12Um desses incidentes foi objecto de uma «Pastoral aos Fiéis da Freguesia de N. S. dos Remédios da Fajãzinha das Flores», assinada por Dom João Maria Pimentel (Pastoral aos Fiéis…, 1876: 289-292). Depreende-se do texto da Pastoral que teria havido um conflito entre parte da população e o pároco local sobre o papel que este deveria desempenhar nos festejos. No seguimento, a freguesia parece ter-se dividido em dois «partidos» rivais, cujas hostilidades teriam desencadeado uma intervenção policial da autoridade administrativa (id., ibid.: 290). Incidentes com características similares são reencontráveis noutras freguesias açorianas. Sem preocupação de exaustividade, vale a pena referir alguns dos que tomámos conhecimento no decurso da nossa pesquisa de terreno nos Açores.

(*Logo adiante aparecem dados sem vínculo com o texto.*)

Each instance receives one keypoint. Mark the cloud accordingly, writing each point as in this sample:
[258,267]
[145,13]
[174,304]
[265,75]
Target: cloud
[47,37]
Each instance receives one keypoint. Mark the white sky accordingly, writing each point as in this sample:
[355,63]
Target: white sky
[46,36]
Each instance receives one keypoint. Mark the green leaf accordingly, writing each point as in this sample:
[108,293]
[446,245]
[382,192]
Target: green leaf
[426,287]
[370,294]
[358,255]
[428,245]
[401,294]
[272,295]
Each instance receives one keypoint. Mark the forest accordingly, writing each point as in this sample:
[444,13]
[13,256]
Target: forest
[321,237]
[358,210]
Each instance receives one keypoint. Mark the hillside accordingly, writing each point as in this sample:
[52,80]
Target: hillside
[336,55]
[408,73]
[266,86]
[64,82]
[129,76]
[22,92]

13Ainda nas Flores, mas na freguesia de Ponta Delgada, teve lugar nos anos 60 e 70 um conflito de longa duração entre a população da freguesia e o pároco, aparentemente provocado por tentativas de ingerência deste na administração dos fundos dos Impérios. Na freguesia existiam quatro Casas do Espírito Santo que promoviam festejos distintos e, entre 1967 e 1974, três delas, como forma de protesto contra a acção do padre, deixaram de promover os respectivos Impérios. Formaram-se dois «partidos» na freguesia, um a favor do padre, outro contra ele, e, no decurso desse período, os elementos mais em evidência do «partido» contrário ao padre nem sequer frequentavam a missa dominical.

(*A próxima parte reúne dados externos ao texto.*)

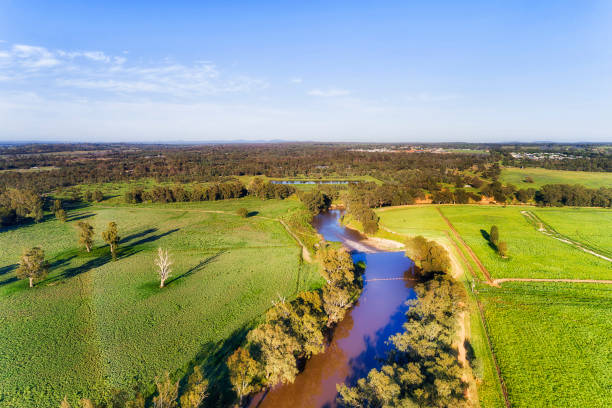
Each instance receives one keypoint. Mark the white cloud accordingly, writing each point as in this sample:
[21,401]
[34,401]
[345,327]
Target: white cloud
[96,71]
[431,97]
[330,92]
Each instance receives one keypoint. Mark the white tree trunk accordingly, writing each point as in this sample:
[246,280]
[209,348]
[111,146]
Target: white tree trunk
[163,263]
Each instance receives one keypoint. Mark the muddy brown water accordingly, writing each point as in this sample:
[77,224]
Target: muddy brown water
[359,341]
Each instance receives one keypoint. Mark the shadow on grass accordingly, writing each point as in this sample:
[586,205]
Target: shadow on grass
[81,216]
[8,268]
[212,359]
[137,235]
[196,268]
[487,237]
[152,238]
[104,257]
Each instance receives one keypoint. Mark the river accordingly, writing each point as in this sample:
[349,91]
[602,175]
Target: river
[359,340]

14Em Santo Antão (São Jorge), nos anos 40, o pároco local tomou também algumas iniciativas contra as Festas do Espírito Santo. Entre elas, conta-se a retirada de circulação, à revelia da população, das tochas usualmente utilizadas no acompanhamento das mudanças de Coroa. Mais tarde, tirando partido de um incidente ocorrido no decurso da estada das Coroas em casa de um mordomo — o soalho da divisão em que estava instalado o altar do Espírito Santo cedeu devido ao peso das pessoas que lá se encontravam — o padre proibiu a instalação das Coroas em casa dos mordomos que tinham a seu cargo a promoção dos festejos. Embora tenham sido invocadas razões de segurança, o verdadeiro propósito do padre era, segundo é afirmado localmente, o de pôr termo aos «divertimentos» a que dava tradicionalmente lugar a realização do terço. Embora, nestes dois casos, não tenha existido uma reacção organizada da população contra essas medidas, elas foram exploradas — no âmbito de um conflito que tivémos ocasião de referir no Capítulo 9 — pelo «partido do médico» como forma de aprofundar a contestação ao «partido do padre».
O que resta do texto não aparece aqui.